Vingt ans. Le Rwanda est, depuis plusieurs semaines, plongé dans une commémoration douloureuse mais indispensable : celle du génocide qui d’avril à juillet 1994, a fait quelque 800.000 victimes, des Tutsis. Tout commence par une guerre civile opposant le gouvernement majoritairement Hutu au Front patriotique rwandais, tenu par les Tutsis. Outre l’anniversaire du terrible épisode, l’année 2014 marque aussi le temps du premier procès en France visant ce génocide ( lire l’article du Monde ici).
Un conflit ethnique et politique que le journaliste et désormais écrivain Jean Hatzfeld n’a cessé de décrire, d’essayer de comprendre.

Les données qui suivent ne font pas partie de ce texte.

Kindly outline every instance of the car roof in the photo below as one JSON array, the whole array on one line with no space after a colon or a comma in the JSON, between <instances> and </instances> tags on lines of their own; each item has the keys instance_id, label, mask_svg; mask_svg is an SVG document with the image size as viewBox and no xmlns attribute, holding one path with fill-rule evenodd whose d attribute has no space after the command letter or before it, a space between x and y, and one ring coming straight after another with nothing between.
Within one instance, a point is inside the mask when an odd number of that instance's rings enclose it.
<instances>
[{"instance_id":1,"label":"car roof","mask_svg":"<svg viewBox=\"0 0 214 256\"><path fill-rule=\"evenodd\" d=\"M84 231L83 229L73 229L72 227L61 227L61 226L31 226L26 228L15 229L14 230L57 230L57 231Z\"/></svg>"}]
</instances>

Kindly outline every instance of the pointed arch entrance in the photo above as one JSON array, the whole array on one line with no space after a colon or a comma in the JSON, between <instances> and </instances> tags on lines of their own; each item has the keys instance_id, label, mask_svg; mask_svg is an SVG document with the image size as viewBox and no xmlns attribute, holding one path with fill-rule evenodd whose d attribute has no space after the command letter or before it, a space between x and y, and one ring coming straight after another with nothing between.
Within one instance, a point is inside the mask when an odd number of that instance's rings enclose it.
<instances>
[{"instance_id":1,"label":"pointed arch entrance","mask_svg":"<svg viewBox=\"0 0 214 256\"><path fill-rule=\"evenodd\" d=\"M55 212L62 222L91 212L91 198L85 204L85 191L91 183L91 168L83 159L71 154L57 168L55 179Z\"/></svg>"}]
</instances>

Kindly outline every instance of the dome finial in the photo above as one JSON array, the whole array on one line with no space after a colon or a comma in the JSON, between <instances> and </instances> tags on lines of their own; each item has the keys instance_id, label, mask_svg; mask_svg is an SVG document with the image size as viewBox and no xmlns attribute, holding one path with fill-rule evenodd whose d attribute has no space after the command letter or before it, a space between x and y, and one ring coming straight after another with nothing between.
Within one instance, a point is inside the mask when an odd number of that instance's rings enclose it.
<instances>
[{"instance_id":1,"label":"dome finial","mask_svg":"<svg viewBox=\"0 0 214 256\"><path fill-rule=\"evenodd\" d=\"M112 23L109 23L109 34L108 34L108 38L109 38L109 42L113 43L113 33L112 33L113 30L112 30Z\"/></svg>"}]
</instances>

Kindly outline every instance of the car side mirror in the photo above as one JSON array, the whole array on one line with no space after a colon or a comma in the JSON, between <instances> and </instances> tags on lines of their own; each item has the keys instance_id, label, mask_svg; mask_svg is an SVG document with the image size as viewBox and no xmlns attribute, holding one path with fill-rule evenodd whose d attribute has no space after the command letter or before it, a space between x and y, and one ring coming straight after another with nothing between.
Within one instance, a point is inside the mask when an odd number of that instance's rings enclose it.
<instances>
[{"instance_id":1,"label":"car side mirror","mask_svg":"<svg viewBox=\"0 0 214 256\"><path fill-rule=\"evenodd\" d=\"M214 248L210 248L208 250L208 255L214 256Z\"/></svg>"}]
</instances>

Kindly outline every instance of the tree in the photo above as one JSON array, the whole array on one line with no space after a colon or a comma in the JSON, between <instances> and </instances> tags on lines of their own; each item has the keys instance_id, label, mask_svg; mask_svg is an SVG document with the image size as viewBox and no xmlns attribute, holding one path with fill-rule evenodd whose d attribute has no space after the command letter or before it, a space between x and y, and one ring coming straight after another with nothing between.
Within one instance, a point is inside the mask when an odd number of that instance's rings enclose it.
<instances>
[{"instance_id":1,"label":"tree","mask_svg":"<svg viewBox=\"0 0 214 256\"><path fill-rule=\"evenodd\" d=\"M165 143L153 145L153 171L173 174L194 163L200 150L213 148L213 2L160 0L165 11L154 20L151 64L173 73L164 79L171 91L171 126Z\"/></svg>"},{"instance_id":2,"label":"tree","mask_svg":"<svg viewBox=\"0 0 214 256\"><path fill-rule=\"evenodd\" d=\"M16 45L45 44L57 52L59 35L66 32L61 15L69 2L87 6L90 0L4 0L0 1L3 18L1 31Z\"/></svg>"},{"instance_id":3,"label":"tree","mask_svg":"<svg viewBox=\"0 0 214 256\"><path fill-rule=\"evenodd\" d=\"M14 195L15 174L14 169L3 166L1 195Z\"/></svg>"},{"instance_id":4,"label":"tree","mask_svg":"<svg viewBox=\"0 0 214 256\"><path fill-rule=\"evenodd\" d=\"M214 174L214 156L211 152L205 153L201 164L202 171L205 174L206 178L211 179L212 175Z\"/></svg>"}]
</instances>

D’un côté comme de l’autre. Après trois ouvrages « Dans le nu de la vie », « Une saison de machettes » et « La stratégie des antilopes », cet auteur que vous pouvez retrouver à de nombreuses reprises sur ce blog, est de retour avec un nouveau récit court d’une centaine de pages, « Englebert des collines ».
Nouvel opus donc donc pour Jean Hatzfeld en suivant cette fois un rescapé Tutsi. Un homme qui n’a pas envie de tourner la page. Qui ne veut pas reprendre sa vie d’avant. Englebert est un homme de 66 ans que Jean Hatzfled a rencontré il y a 15 ans à Nyamata, là où les massacres ont été les plus nombreux. L’homme, alcoolisé et en haillons, interpelle le journaliste français en évoquant l’Olympique de Marseille… puis les mots de Baudelaire. Assez pour éveiller la curiosité et faire naître une relation d’amitié entre les deux hommes aux destins si différents.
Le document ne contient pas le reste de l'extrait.